Saturday, October 18, 2014

They Say We Can't Be Happy

Part 2 of The Day I Lost My Best Friend.

These past few months have been an absolute roller coaster. Everyone's telling me they admire how strong I'm being but they don't realize that I don't have a choice.

They tell me not to cry, yet they're the ones crying.

They tell me I can get through this yet they're referring to my mom and I as "bechari" (Poor thing).

They tell me my Dad will always be with me, yet they talk about how my Dad left me alone.

I'm told that I have to take care of my mom and be the man of the house, yet they tell me that I'm a child and I don't know anything.

In a world and culture where elders are respected and openly voice their opinions, you can't really say much back. You realize how hypocritical people are when you're put in a similar position to what I'm in.

At the end of the day your loved ones want the best for you, but you need to think for yourself.

People are telling me to cry, not to cry, be strong, remember my dad, make him proud, take care of my mom and so many other things. Some keep bringing up the fact that my dad is gone. Others act as if he never left. It's not an easy situation to be in.

What does one do when they're given advice from opposite ends of the spectrum? In one ear and out the other. What I've realized ever since my dad passed away is that all that should matter to me is what my Dad would want and what's best for my mom and I. Not to say I don't appreciate everyone's love an support, but it's impossible to take every single persons advice.

I don't sit at home and cry. Yes, there are times when I miss my Dad and end up crying. There are times when I feel like the world around me is crashing down and I have no way to escape. BUT I always pick myself up. People die and loved ones leave you but LIFE GOES ON. The world will not stop moving because I lost my father and I for one don't want to get left behind.

People are telling my mom she can't wear red and orange because she's now a widow. I tell her to rock those colors in front of those people on purpose. Just because she lost her husband and I lost my father doesn't mean that we have lost our right to be happy. I hate how in traditional Indian society a woman's life revolves around her husband. My mom is her own person. Yes, she was my father's wife and the mother of his child, but those are not the only titles she holds. She is a hardworking, strong and fun loving woman and NO ONE is allowed to tell her otherwise. If they do, they need to come deal with me first. It's not the end of the world. LIFE GOES ON whether you like it or not.

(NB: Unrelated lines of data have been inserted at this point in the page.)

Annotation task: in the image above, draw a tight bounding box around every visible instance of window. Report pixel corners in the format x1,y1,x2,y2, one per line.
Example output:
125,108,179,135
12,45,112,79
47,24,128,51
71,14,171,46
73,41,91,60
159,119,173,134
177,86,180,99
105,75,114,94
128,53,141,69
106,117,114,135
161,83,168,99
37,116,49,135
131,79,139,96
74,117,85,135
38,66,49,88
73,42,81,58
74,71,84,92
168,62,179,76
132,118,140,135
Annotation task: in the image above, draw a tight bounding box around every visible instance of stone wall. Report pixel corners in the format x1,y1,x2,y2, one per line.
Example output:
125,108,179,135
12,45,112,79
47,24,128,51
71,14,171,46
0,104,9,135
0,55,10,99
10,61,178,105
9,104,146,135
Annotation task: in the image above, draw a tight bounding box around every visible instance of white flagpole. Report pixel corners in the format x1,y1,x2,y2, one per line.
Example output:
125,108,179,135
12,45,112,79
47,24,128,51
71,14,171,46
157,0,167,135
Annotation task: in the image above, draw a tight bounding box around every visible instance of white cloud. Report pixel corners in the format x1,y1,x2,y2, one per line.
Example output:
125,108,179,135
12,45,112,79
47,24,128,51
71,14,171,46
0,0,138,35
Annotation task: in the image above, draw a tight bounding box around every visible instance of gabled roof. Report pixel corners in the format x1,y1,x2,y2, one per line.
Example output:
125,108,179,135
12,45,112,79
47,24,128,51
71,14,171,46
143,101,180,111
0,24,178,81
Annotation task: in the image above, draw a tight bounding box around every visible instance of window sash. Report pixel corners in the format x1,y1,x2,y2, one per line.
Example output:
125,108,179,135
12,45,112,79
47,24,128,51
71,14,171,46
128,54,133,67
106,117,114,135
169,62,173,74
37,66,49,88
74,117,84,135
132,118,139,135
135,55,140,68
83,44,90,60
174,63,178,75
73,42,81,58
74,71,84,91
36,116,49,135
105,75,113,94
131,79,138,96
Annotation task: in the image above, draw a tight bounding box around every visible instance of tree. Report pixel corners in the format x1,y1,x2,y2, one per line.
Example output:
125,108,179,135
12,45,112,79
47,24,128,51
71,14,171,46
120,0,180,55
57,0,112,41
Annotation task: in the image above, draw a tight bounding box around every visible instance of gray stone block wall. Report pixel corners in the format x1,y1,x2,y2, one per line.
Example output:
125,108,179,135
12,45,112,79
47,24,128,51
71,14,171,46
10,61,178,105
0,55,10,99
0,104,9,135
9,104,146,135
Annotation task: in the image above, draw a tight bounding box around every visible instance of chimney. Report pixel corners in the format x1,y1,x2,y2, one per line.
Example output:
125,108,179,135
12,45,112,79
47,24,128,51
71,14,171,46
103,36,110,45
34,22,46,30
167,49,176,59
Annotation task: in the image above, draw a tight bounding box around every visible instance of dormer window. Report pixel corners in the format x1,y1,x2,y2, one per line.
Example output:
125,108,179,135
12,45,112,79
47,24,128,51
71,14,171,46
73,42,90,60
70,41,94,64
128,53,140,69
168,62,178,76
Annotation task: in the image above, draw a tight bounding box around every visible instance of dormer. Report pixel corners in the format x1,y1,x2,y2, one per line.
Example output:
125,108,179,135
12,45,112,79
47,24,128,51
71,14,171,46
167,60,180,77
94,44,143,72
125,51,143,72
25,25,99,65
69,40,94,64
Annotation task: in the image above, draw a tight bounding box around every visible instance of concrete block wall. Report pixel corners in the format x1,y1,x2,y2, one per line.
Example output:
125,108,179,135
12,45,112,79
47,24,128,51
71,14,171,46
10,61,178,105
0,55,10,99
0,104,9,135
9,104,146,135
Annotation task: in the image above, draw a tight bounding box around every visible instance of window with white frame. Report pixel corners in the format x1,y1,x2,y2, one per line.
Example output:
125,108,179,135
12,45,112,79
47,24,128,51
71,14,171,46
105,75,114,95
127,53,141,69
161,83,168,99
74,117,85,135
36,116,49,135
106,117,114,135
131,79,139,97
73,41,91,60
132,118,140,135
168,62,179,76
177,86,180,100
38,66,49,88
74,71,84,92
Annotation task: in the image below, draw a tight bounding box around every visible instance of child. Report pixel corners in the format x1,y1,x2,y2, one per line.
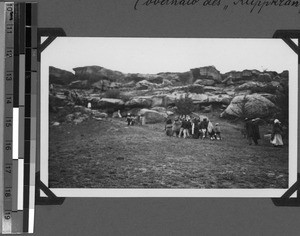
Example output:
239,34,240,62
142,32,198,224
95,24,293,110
215,123,222,140
172,118,181,137
207,121,215,140
165,119,173,136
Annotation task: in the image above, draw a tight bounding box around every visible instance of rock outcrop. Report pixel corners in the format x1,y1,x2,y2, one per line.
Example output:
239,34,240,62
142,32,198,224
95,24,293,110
49,66,75,85
221,94,278,118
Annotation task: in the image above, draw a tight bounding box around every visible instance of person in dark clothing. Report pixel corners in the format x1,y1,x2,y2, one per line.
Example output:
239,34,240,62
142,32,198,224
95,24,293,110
179,119,191,138
200,118,208,139
192,118,200,139
165,119,173,136
126,113,132,126
245,118,260,145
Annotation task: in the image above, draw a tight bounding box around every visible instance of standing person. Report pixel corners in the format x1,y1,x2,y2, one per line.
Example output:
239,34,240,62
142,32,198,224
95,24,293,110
207,121,215,140
270,119,283,147
141,114,146,126
215,123,222,140
179,119,190,138
126,113,132,126
200,118,208,139
192,118,200,139
245,118,260,145
87,102,92,109
165,118,173,136
172,117,181,137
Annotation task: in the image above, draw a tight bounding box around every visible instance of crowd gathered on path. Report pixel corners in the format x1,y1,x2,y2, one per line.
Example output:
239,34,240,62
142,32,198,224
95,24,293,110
165,115,222,140
127,114,283,147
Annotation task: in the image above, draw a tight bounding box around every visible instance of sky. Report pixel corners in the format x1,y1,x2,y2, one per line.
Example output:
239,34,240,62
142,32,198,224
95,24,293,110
42,37,297,74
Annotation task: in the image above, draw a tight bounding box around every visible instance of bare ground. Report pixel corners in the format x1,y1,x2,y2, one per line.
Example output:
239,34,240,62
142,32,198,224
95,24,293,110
49,119,288,189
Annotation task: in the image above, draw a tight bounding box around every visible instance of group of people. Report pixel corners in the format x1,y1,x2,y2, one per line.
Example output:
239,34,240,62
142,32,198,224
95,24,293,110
126,111,146,126
165,116,222,140
245,118,283,147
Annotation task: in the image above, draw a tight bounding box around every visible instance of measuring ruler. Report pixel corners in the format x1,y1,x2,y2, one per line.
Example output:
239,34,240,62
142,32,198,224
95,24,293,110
0,2,37,234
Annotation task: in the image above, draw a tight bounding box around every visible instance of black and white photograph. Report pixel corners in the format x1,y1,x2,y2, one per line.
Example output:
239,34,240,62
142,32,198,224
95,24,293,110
41,37,298,197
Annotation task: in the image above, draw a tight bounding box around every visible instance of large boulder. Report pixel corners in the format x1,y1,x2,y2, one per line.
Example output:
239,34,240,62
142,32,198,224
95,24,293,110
235,81,277,93
191,66,222,82
125,96,152,108
256,73,272,83
73,66,125,84
49,66,75,85
194,79,216,86
208,94,232,105
221,94,278,118
139,109,167,124
151,96,166,107
91,98,124,109
170,84,204,93
69,80,89,89
136,80,156,90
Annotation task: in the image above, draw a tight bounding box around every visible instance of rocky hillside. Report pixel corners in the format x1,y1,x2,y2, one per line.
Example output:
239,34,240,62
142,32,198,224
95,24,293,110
49,66,288,123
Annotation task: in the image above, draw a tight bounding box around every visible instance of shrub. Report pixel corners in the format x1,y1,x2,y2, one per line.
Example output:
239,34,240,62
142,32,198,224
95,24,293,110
175,94,194,115
104,89,120,98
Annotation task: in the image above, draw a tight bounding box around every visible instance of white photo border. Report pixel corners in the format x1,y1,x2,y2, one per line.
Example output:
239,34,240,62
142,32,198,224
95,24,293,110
38,37,299,198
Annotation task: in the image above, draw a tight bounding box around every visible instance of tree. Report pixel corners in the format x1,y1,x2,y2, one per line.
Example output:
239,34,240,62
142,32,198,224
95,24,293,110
175,94,194,115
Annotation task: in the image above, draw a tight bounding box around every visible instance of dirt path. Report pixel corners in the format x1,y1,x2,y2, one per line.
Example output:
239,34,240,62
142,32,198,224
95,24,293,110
49,119,288,188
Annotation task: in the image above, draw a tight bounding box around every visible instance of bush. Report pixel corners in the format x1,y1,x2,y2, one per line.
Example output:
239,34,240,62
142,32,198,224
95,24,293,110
104,89,120,98
175,94,194,115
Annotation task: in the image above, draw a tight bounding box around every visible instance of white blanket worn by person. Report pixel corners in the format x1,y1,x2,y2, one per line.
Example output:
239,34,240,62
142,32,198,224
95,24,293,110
271,134,283,146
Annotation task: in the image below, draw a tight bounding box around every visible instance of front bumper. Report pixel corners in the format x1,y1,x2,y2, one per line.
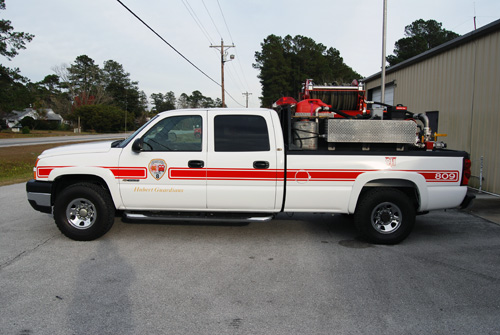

Today after speaking to a girl named Jassi on Twitter who lost her father last month as well as a few friends who have lost loved ones throughout the past few months I've realized that I'm not alone. And to anyone else who's recently lost a loved one, YOU ARE NOT ALONE. You're stronger than people may think and people will always be there to talk when you need them.

I will forever be my Dad's "Sher Putt" and no one can tell me otherwise.